Yeah, and I’ve sung it too much lately. Poodie Locke, a good friend of mine from Waco who worked for Willie, I sang it as his funeral, and a few more. I decided I was gonna stop, just stop doing it. But I know (death) is as perennial as the grass. It’s gonna happen; whether you want it to or not, it is.
You first recorded the song on Tramp On Your Street, with Eddy. You must think of him every time you sing it. [Released in 1993 on the Los Angeles-based rock/ alternative label Zoo Entertainment, Tramp was the first of a handful of albums Billy Joe and his son recorded under the band name Shaver, giving equal billing to Billy Joe’s singing and songwriting and Eddy’s blistering guitar work.]
Me and Eddy wrote “Live Forever” back in 1989. And today’s his birthday. He’s not with us anymore, but that is the beginning of forever: when they pass.
Some people think that when life leaves the body, the soul stays with the people they love.
[Laughs] I can’t get rid of him! He stays with me all the time. We were more like brothers than father and son, the way we knew each other and understood each other. I never had to guess where he was going when he was playing: I just knew. We were everywhere together, and now that he’s gone … I’m doing a few things I used to get on to him about. When he’d take his pajamas off, he’d just stomp ’em down into the floor, kinda mash ’em down. Now I’m doing it. [Laughs]
But the people we love, I truly believe we absorb them when they pass.
The good things and the lightness of them will melt into you … Absolutely.
Losing loved ones is something we all have to come to terms with. But the fact that Eddy, your wife and his mother, and your own mother all died so soon one after the other must have been …

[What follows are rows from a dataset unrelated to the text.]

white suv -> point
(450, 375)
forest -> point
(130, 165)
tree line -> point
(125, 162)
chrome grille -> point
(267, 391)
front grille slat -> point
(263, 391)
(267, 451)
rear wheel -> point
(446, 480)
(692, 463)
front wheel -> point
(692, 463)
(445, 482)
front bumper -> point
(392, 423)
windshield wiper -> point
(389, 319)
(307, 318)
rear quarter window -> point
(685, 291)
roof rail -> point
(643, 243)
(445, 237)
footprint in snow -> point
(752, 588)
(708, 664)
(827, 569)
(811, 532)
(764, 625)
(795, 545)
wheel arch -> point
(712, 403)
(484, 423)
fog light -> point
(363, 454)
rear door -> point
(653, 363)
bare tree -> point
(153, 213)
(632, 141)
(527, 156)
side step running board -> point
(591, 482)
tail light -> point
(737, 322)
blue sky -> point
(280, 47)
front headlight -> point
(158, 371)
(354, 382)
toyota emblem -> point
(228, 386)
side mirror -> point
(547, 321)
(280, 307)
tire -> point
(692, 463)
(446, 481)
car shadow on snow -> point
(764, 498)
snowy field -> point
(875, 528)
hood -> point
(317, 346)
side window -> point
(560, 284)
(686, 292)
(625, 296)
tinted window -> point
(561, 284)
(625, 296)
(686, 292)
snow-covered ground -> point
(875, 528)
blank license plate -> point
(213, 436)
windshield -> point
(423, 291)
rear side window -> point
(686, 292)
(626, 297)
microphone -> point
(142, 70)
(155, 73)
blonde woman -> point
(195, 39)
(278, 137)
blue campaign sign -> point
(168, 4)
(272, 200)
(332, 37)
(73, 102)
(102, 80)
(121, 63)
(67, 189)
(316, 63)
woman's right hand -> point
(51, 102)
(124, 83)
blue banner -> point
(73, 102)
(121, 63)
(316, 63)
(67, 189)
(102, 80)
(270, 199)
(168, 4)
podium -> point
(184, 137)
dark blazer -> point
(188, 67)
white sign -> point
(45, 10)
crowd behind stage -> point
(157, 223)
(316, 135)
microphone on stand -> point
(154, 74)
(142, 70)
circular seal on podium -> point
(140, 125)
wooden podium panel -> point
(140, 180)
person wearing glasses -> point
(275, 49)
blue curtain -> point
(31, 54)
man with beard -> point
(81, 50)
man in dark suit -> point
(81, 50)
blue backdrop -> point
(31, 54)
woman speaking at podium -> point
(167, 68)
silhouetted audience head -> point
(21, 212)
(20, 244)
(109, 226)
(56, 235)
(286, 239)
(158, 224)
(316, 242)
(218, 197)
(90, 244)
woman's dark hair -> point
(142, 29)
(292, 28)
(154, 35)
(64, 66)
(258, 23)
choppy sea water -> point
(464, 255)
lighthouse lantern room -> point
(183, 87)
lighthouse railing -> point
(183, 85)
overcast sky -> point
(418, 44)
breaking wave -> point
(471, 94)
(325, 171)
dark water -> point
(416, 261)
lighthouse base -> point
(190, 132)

I got left by everybody! The dog died even. I can’t imagine why I’m the one left. Cause I’m so hardheaded? I’m pretty strong. I don’t know. But I’m here.

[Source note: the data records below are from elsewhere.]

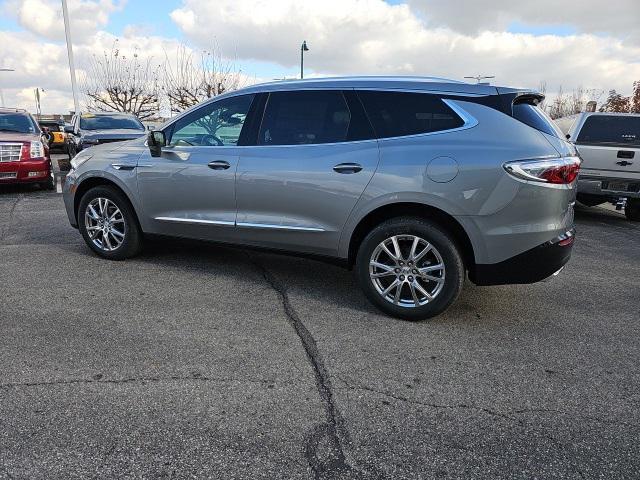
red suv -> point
(24, 155)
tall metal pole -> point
(303, 48)
(1, 92)
(72, 68)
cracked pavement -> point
(195, 360)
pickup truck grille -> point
(10, 152)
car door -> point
(190, 189)
(609, 145)
(315, 153)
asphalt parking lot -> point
(194, 360)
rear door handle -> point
(347, 168)
(218, 165)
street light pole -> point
(72, 68)
(303, 48)
(1, 92)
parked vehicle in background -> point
(53, 131)
(413, 181)
(609, 144)
(90, 129)
(24, 153)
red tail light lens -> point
(556, 171)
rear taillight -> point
(556, 171)
(32, 150)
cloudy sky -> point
(572, 43)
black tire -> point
(132, 243)
(440, 239)
(632, 210)
(50, 184)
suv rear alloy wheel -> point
(108, 224)
(410, 268)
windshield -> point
(16, 122)
(535, 117)
(109, 122)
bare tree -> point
(116, 82)
(616, 102)
(569, 104)
(189, 80)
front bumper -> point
(25, 171)
(528, 267)
(600, 186)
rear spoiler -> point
(510, 97)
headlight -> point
(78, 160)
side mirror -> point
(156, 140)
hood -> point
(19, 137)
(112, 134)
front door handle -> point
(218, 165)
(347, 168)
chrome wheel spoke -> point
(390, 287)
(431, 268)
(416, 301)
(396, 248)
(116, 233)
(404, 283)
(426, 250)
(101, 216)
(422, 290)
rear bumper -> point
(24, 171)
(600, 186)
(528, 267)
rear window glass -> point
(535, 117)
(396, 114)
(610, 130)
(109, 122)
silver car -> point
(413, 182)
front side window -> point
(619, 130)
(109, 122)
(215, 124)
(305, 117)
(15, 122)
(396, 114)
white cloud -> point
(619, 18)
(44, 17)
(373, 37)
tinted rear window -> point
(536, 118)
(610, 130)
(305, 117)
(108, 122)
(395, 114)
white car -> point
(609, 144)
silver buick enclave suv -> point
(414, 182)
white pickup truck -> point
(609, 144)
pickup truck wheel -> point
(632, 210)
(410, 268)
(108, 223)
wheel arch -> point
(87, 184)
(403, 209)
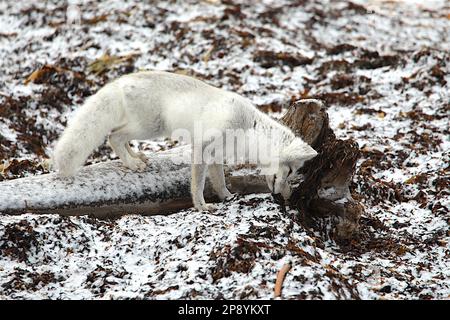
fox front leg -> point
(217, 177)
(197, 187)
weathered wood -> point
(111, 189)
(324, 190)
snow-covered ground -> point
(381, 66)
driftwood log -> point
(110, 189)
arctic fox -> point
(153, 104)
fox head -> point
(292, 158)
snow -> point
(236, 252)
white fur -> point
(148, 105)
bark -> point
(324, 190)
(111, 189)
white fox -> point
(152, 104)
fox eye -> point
(289, 173)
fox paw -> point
(142, 156)
(136, 164)
(225, 195)
(206, 207)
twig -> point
(281, 275)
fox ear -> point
(308, 154)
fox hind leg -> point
(217, 178)
(198, 186)
(118, 141)
(139, 155)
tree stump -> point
(324, 190)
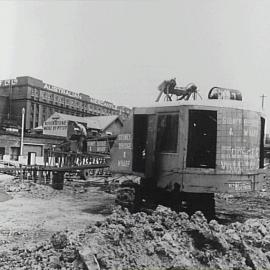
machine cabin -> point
(210, 147)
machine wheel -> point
(85, 174)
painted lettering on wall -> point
(8, 82)
(238, 141)
(125, 145)
(61, 90)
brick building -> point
(41, 100)
(34, 146)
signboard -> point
(8, 82)
(121, 152)
(61, 90)
(98, 146)
(40, 161)
(23, 160)
(238, 140)
(56, 127)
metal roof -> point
(94, 122)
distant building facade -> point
(35, 146)
(60, 125)
(41, 100)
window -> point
(202, 138)
(15, 152)
(139, 142)
(2, 152)
(262, 143)
(167, 133)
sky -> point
(121, 51)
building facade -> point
(41, 100)
(34, 146)
(61, 125)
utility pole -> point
(22, 132)
(263, 97)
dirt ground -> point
(32, 214)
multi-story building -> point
(41, 100)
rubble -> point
(44, 256)
(167, 240)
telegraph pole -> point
(263, 97)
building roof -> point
(101, 122)
(94, 122)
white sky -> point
(122, 50)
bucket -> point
(58, 180)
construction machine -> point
(185, 151)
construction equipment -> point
(170, 89)
(185, 152)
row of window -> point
(70, 102)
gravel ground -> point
(43, 228)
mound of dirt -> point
(167, 240)
(45, 255)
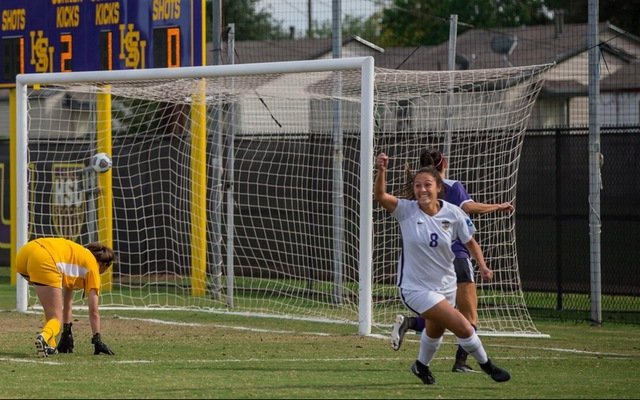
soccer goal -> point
(248, 188)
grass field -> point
(162, 354)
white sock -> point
(428, 348)
(473, 346)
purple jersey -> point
(455, 193)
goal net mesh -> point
(242, 193)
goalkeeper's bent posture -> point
(56, 267)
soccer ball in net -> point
(101, 162)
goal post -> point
(93, 83)
(248, 188)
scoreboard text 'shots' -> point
(90, 35)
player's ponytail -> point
(103, 254)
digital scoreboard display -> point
(90, 35)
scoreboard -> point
(89, 35)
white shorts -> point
(420, 301)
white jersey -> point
(426, 261)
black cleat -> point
(496, 373)
(461, 367)
(422, 371)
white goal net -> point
(248, 188)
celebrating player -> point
(466, 297)
(55, 267)
(426, 275)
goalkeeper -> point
(56, 267)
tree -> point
(250, 23)
(426, 22)
(366, 28)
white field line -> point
(292, 360)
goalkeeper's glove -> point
(66, 339)
(100, 347)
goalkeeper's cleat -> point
(42, 348)
(496, 373)
(422, 371)
(457, 367)
(51, 350)
(399, 330)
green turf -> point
(199, 355)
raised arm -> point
(386, 200)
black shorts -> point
(464, 270)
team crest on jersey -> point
(67, 200)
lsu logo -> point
(68, 205)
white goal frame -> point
(302, 237)
(364, 64)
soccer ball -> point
(101, 162)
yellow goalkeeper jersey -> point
(58, 262)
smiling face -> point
(427, 185)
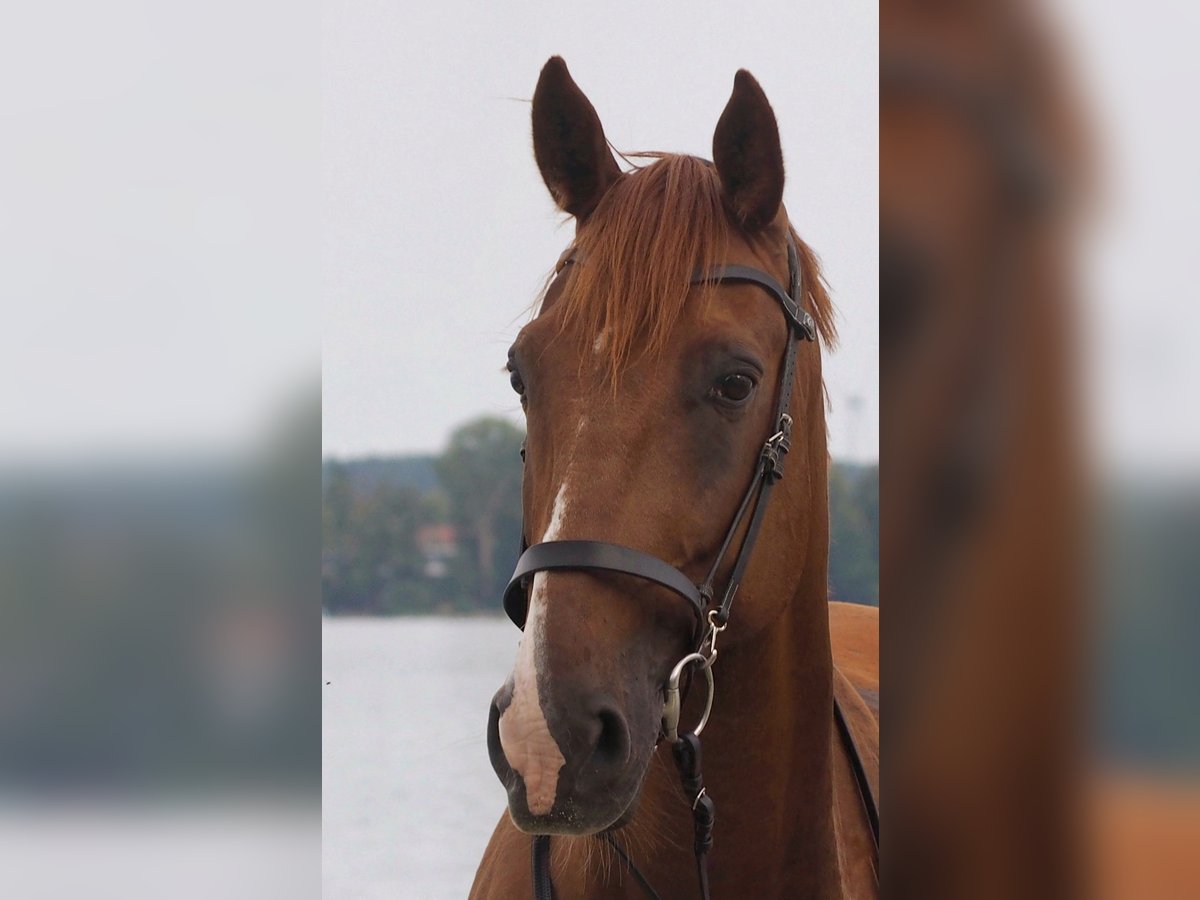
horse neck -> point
(767, 753)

Have you always thought of yourself as hardheaded?
I think (people in the business) thought I was a joke. Or maybe I was a joke…Idon’t know. I was my own worst enemy; I stepped on everybody’s toes. So maybe that’s part of it. Tramp On Your Street was kind of a stepchild ’cause it was so different … But it’s catching on now, finally.

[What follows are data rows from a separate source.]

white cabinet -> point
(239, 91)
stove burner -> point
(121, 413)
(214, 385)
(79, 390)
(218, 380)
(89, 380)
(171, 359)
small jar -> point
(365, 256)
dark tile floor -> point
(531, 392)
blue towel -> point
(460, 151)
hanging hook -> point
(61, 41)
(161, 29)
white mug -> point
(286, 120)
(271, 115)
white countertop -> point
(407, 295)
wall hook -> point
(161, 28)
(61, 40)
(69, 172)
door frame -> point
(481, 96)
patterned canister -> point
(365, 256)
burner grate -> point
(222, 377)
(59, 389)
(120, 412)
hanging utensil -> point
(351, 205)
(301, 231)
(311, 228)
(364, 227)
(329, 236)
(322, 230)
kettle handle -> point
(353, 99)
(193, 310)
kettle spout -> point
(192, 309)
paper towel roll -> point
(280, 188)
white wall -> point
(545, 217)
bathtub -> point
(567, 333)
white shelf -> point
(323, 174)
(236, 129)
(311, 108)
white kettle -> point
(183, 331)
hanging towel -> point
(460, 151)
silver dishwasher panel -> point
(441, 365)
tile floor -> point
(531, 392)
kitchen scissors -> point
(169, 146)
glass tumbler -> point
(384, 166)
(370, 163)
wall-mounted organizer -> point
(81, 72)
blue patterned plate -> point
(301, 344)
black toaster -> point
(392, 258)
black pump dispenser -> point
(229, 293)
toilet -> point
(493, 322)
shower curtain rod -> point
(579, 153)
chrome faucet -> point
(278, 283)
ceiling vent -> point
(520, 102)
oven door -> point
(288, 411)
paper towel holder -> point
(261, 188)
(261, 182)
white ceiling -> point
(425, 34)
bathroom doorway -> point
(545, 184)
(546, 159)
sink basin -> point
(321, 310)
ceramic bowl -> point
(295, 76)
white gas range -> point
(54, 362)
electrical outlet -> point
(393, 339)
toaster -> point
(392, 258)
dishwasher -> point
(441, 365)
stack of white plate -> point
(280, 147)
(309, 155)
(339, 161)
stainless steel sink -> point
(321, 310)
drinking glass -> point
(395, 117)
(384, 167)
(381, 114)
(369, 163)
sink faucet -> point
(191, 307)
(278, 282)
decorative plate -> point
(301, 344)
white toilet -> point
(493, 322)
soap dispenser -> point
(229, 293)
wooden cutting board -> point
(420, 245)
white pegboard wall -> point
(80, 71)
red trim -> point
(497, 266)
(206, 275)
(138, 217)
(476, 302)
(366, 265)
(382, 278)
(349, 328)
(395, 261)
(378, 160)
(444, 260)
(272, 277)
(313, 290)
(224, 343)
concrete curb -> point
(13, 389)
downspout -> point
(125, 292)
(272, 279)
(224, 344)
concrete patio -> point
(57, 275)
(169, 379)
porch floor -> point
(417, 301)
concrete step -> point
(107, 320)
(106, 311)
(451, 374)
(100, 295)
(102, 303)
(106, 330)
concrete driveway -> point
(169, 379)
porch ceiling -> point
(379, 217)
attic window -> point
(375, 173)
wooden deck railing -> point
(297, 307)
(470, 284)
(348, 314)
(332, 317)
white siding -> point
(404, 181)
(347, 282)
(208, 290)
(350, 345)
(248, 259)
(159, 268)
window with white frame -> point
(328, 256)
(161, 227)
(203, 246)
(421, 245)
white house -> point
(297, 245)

You may be hardheaded, but not hard-hearted. Did it get to you much back before things started to catch on for you?
When you’re really good, it bothers you — you get your heart broke! But it seems like I’m getting everything I didn’t get back then. I feel good about everything now. I’ve actually settled in a spot I really, really like. My writing’s always been good, and I know that. And I know some of the songs on this album are going to be recorded, some of the others will be discovered. But I also enjoy getting up there and singing them myself. I sometimes listen to the old records and I think I sing a little better than I used to. But (listening to them) makes it a little easier to remember, to know where I was going when I wrote those songs. In some ways, it’s like a time capsule. You put it on, and the record takes you back.
You’ve led a life.
Well, you live. You do that, that’s what you do.
And you’ve made some pretty amazing friends along the way. A lot of them are on this record, too. Willie recorded his own version of “Hard to Be an Outlaw” on his new album, but he’s also singing it with you on yours.
When we were making this record, everybody was coming around. We love and respect each other so much, and we had so much fun together! I’m thinking about moving back there to Nashville ’cause so many of my friends are there. All the folks on my record: Shawn (Camp), Jedd (Hughes), Gary, Ray … And it seems like most of my friends here in Texas are goin’ on.
But you’re still here. And you still sound pretty strong.
Ahhh, hon, I’m 75, you know. I still have a young man’s brain and lots of young man’s ideas, but I don’t always know if the old locomotive can keep up. I’m gonna keep goin’, though. I’m gonna keep goin’.